The dissent’s two-dimensionality also fails to account for the policy rationale behind the legislation. FIFRA specifically emphasizes the importance of uniform rulings, a clearly business-based rationale. Different requirements across states create commercial obstacles and uncertainties that would frustrate business development and insurance planning, which underlie the uniformity requirement.

The EPA is charged not only with balancing product development with human health and environmental safety, but also with the product's overall economics. This additional consideration requires the agency to weigh the agricultural, nutritional, and environmental risks and benefits of glyphosate pesticides, which enable greater cultivation and food production at lower cost.

Further, not only did the majority rule that Monsanto/Bayer had no alternative but to comply with FIFRA’s directive and omit a warning, but they also relied on the EPA’s determination that causality between the product and cancer is unproven and likely doesn’t exist, meaning a warning wasn’t necessary under any decision-making standard. 

Hand Wringing over Chevron’s Demise

Many moons ago, much was written, tears were shed, and worry was wasted when the Supreme Court overruled the Chevron case, which held that deference was due to agencies making technical or scientific decisions, thereby vesting those decisions in judges without proper expertise or training.

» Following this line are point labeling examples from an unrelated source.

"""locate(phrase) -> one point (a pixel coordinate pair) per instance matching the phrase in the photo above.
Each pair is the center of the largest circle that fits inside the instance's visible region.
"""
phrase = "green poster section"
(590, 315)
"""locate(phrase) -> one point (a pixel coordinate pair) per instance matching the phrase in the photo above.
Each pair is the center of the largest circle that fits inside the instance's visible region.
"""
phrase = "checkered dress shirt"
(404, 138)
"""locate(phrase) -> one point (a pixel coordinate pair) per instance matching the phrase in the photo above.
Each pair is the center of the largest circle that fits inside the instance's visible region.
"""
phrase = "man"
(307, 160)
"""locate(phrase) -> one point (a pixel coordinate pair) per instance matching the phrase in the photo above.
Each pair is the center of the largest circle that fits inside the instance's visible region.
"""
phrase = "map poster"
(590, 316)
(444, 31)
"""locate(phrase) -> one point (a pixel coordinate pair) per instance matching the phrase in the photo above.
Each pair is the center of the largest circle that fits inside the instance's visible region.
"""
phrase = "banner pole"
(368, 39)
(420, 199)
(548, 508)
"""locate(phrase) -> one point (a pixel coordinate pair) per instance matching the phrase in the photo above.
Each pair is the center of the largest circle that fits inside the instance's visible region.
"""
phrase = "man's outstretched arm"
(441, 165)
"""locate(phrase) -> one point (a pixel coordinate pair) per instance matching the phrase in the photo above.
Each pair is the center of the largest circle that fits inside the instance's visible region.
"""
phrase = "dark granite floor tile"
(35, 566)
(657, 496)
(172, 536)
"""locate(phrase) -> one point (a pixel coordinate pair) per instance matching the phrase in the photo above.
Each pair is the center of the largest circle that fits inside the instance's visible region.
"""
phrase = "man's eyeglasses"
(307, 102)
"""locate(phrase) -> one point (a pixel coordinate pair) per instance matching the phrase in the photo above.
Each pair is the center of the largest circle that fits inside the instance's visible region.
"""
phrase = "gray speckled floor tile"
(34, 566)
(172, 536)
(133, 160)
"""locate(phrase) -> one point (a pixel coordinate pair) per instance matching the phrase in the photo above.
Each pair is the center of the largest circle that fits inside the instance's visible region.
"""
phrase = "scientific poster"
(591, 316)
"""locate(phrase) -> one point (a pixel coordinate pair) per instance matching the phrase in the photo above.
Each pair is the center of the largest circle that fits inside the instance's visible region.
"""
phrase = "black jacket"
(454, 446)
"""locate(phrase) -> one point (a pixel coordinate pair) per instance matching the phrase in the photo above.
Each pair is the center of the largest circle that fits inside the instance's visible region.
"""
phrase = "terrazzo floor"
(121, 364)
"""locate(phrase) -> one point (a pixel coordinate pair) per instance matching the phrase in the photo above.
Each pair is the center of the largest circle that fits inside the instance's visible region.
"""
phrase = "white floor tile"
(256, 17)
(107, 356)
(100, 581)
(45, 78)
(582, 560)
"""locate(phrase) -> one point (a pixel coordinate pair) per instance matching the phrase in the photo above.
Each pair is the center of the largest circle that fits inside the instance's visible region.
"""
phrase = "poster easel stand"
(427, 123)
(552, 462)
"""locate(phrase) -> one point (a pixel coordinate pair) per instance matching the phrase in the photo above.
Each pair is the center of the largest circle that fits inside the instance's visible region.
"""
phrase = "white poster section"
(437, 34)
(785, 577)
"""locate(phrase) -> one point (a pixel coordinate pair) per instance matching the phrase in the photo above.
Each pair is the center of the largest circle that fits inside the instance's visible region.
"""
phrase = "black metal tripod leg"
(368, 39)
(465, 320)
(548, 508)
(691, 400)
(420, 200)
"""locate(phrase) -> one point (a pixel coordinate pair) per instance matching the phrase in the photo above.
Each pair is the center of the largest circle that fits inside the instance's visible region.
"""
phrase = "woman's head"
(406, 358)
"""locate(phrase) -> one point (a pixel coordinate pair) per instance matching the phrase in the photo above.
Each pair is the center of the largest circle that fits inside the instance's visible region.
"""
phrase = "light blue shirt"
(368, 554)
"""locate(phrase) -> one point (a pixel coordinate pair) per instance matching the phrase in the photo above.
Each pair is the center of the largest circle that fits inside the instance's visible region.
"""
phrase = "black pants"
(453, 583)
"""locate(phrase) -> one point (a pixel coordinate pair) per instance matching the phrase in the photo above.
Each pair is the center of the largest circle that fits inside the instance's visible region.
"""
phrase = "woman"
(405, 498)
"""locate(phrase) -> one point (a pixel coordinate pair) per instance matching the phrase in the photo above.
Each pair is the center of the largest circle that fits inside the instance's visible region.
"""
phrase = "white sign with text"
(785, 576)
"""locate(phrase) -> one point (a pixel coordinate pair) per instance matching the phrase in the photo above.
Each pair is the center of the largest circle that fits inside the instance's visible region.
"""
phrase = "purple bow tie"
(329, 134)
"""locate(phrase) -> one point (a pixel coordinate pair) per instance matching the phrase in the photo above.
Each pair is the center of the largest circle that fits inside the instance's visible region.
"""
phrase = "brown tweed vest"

The fear was that we would have wacky judicial decisions on scientific matters.

Under the Loper Bright decision, which overturned Chevron, the court was free to re-evaluate for itself the scientific basis behind EPA’s decision, i.e., that glyphosate was not a likely human carcinogen, and no cancer warning was needed. They didn’t. Indeed, they proudly touted EPA expertise and diligence in rendering its ruling.

The decision is more than a victory for Monsanto. It reaffirms that federal statutory decisions grounded in science cannot be circumvented by artful lawyers invoking favored-state tort law and junk science. It appears that the Roundup litigation boom and the thousands of similar claims that have sprung up may finally have met their weed killer.

 

[1] The FDA’s Medical Device Amendment of 1976 is nearly identical to FIFRA’s preemption clause. 

[2] While changes are permitted to account for new information, any changes must be approved prior to their inclusion.